Oprawa wizualna jest na szczęście w punkt, a nawet działa dobrze - lepiej niż Modern Warfare II na starcie, ze stabilnymi 130-140 fps na GeForce RTX 3070. Mam nadzieję, że gra nie powtórzy trendu z poprzednich odsłon serii - po większych aktualizacjach zawsze działała gorzej, choć nawet teraz zdarzają się dni, gdy serwery nie radzą sobie z obciążeniem, a lagi są niemal ciągłe. Mała rzecz, ale po zakończeniu meczów nie trzeba długo przyglądać się tabeli wyników i zdobytym nagrodom oraz progresji Battle Pass, ale od razu przejść dalej. To prawda, jest niewielki krok wstecz w dźwiękach broni, przynajmniej moim zdaniem, niektóre pęknięcia lufy są nieco słabsze niż w poprzednich seriach, ale to są małe rzeczy.

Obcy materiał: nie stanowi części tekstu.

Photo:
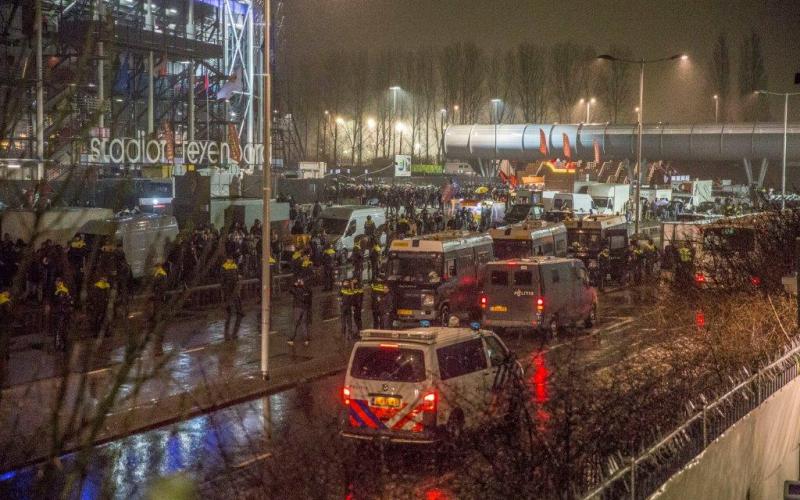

Tak więc werdykt nie jest zaskoczeniem, ale wynikiem decyzji Activision o uderzeniu, gdy jest gorąco. W końcu nowa zawartość do Modern Warfare III miała pójść gładko, zgodnie z pierwotnymi założeniami: proste DLC do MW2. Skąpa kampania, niekonceptualny tryb zombie i dobry multiplayer - tak wygląda dzisiejsza gra. Analogia do butelki sody w artykule jest bardzo trafna: każdy element gry składa się w dużej mierze z elementów pochodzących z recyklingu, nie tylko kampania, ale także lista map dla kilku lokacji. W rzeczywistości w pierwszym tygodniu po premierze problemy z odradzaniem zostaną rozwiązane w miarę upływu czasu, ponieważ pory roku przyniosą nowe pożądane mapy, bronie będą osłabiane lub ulepszane z aktualizacji na aktualizację, oczywiście nowe będą miały pierwszeństwo przed starymi, a potem wszystko się zmieni, ponieważ jest to usługa na żywo, nic nie pozostaje meta na zawsze, nic nie jest ustalone w kamieniu. Miejmy nadzieję, że dotyczy to polityki biznesowej Activision, a teraz, gdy Microsoft kupił wydawcę, znajdzie się ktoś, kto powstrzyma wodze i pozwoli produktowi dojrzeć, zamiast wyciskać z niego każdą ostatnią kroplę.

Call of Duty: Modern Warfare III zostało wydane na PC, Xbox One, Xbox Series X/S, PlayStation 4 i PlayStation 5. Przetestowaliśmy grę na PC i PS5, dzięki Magnew Games i zespołowi Sony za udostępnienie kodu!